Marston, Stephen
Stephen Marston served as the sub-postmaster at Heap Bridge Post Office in Bury in the 1990s. In 1996, he was put under pressure by an area manager to adopt the Capture digital accounting system. Shortly after installing it, he experienced large and unexplained shortfalls ranging between £5,000 and £10,000.
Believing the software to be reliable, Mr Marston assumed the errors were his own fault. He exhausted personal savings of around £23,000 to cover the apparent losses and resorted to inflating the cash figures in his weekly reports to balance the accounts.

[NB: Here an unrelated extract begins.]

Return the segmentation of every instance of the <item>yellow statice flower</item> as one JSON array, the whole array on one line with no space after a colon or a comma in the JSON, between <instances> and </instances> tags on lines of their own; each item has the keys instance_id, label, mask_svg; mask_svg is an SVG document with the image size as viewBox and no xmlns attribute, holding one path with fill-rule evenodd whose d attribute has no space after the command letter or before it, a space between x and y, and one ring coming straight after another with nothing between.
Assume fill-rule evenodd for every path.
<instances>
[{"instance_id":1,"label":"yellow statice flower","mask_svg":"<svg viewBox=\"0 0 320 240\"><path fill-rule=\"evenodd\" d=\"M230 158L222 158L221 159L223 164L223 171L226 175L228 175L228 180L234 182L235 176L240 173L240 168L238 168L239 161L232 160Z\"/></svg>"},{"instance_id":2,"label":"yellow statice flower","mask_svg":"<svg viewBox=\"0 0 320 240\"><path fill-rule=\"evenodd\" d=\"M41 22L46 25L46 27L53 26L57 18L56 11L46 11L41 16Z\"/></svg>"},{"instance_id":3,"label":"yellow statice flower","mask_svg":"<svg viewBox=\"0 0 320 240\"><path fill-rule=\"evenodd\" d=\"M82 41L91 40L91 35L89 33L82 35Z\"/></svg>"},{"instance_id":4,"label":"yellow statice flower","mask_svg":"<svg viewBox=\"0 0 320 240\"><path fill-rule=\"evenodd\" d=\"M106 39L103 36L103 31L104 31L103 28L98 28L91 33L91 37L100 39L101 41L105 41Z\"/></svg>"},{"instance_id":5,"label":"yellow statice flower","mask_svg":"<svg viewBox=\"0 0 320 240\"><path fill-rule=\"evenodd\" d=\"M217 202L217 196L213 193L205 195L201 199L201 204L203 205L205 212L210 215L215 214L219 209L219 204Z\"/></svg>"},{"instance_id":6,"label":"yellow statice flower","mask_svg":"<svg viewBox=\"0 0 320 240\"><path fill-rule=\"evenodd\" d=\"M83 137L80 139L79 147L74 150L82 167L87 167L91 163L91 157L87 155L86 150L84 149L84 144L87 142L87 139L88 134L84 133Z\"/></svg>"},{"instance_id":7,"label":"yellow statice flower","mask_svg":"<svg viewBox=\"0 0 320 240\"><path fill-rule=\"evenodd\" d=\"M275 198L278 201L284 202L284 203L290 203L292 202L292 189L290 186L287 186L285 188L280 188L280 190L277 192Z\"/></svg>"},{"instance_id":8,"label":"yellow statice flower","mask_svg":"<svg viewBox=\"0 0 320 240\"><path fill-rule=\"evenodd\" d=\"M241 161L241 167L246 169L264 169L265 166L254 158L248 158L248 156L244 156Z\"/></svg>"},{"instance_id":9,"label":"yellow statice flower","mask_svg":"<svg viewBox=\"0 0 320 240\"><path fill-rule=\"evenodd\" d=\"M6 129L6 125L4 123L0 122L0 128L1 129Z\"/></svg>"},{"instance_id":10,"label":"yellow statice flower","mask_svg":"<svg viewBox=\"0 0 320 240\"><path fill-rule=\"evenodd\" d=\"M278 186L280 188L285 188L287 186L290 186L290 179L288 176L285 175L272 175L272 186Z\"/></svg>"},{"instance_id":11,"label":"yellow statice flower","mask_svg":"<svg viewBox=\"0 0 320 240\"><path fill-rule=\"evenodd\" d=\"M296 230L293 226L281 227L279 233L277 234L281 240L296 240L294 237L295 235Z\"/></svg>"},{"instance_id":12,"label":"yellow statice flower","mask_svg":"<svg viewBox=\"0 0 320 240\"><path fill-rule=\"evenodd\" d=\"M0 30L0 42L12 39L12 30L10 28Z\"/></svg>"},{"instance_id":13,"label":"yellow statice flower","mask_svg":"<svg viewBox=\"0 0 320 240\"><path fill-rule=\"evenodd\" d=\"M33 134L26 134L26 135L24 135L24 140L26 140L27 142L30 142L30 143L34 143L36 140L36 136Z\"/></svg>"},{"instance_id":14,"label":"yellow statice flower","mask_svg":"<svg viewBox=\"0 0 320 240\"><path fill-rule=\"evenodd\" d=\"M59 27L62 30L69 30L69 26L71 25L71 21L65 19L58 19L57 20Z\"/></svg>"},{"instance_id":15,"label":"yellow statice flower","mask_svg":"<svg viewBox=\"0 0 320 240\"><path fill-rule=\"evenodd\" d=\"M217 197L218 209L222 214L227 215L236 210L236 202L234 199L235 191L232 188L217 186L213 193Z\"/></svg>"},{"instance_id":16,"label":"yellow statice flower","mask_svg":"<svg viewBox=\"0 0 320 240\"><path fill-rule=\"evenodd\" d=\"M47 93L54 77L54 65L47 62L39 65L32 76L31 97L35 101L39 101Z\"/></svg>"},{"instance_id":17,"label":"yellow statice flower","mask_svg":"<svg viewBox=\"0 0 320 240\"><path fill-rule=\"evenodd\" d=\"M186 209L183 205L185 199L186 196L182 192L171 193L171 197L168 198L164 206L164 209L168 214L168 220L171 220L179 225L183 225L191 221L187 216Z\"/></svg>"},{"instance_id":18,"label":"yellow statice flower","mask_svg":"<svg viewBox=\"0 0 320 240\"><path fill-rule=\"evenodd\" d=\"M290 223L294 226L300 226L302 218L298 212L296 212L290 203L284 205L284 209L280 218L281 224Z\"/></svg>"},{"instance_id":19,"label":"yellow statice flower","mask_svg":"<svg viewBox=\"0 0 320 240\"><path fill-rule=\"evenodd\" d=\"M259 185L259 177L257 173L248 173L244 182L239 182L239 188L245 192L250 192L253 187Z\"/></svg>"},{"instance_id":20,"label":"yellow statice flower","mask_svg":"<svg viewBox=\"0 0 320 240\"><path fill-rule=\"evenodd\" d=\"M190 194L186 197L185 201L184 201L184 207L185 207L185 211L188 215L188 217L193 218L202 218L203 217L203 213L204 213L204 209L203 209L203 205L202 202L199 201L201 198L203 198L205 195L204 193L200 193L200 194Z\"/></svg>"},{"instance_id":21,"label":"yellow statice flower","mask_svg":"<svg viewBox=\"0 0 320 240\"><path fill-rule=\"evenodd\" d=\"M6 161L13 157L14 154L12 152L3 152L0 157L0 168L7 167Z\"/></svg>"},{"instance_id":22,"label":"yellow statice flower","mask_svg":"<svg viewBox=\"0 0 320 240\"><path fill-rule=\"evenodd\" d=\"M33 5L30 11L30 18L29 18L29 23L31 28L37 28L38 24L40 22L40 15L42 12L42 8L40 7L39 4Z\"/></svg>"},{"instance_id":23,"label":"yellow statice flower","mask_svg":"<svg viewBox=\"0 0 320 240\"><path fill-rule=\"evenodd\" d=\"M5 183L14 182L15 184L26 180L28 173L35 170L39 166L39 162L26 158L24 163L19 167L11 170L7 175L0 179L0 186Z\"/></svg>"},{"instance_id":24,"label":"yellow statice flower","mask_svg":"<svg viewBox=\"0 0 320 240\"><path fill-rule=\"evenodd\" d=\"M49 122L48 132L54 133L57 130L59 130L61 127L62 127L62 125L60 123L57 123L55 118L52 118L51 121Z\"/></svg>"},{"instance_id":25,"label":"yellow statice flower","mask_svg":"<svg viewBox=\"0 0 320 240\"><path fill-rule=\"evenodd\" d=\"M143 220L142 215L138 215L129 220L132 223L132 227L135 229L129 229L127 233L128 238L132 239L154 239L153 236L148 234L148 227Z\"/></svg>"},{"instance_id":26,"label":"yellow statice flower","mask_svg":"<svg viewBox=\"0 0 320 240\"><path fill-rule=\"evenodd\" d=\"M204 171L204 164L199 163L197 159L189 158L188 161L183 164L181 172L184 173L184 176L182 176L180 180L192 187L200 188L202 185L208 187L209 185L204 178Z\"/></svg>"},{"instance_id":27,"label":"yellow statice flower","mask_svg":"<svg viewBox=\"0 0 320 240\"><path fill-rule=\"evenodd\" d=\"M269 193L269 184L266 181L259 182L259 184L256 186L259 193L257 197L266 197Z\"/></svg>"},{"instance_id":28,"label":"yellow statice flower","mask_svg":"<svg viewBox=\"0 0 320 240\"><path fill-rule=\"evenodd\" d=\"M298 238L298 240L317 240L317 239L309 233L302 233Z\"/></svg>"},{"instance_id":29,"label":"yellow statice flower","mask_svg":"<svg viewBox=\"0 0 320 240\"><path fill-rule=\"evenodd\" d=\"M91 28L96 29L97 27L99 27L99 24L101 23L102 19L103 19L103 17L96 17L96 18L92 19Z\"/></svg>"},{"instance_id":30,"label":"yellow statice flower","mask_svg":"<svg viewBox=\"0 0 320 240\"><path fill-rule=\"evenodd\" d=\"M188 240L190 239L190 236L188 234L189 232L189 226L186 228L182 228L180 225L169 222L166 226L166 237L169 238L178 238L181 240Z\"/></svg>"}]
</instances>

After auditors unexpectedly arrived and closed Mr Marston’s branch, they excluded him from the audit process, contrary to what he understands was standard practice. He was informed that the issue was solely his responsibility.
Mr Marston was advised that pleading guilty could prevent a custodial sentence. He followed this advice and pleaded guilty to false accounting, theft, and concealing valuable securities. He received a 12-month probation order.
Mr Marston never exercised his right of appeal against conviction. Whilst he maintained that he had not committed the offences, he was unable to account for the inaccuracies in the accounting figures and, for a long time, believed that he must have made an error.
Following concerns raised about Capture during the Post Office Horizon IT Enquiry, the Government engaged Kroll Associates UK Ltd to conduct an independent investigation into Capture, which found a reasonable likelihood that it could create accounting shortfalls for sub-postmasters.
A second report by the computing consultancy MFC Partnership, commissioned on behalf of sub-postmaster Patrica Owen by her solicitors in 1997, identified several faults with the software that would not be necessarily apparent to users. In October 2025, the CCRC referred Mrs Owen’s theft convictions to the Court of Appeal on the grounds her prosecution was an abuse of process.
Mr Marston applied to the CCRC in November 2024. Following a review of his case, the CCRC found that, in light of the Kroll and MFC reports, there was a real possibility the Court of Appeal would conclude that it was an abuse of process to prosecute Mr Marston and would quash his conviction.
The CCRC referred the conviction in March 2026.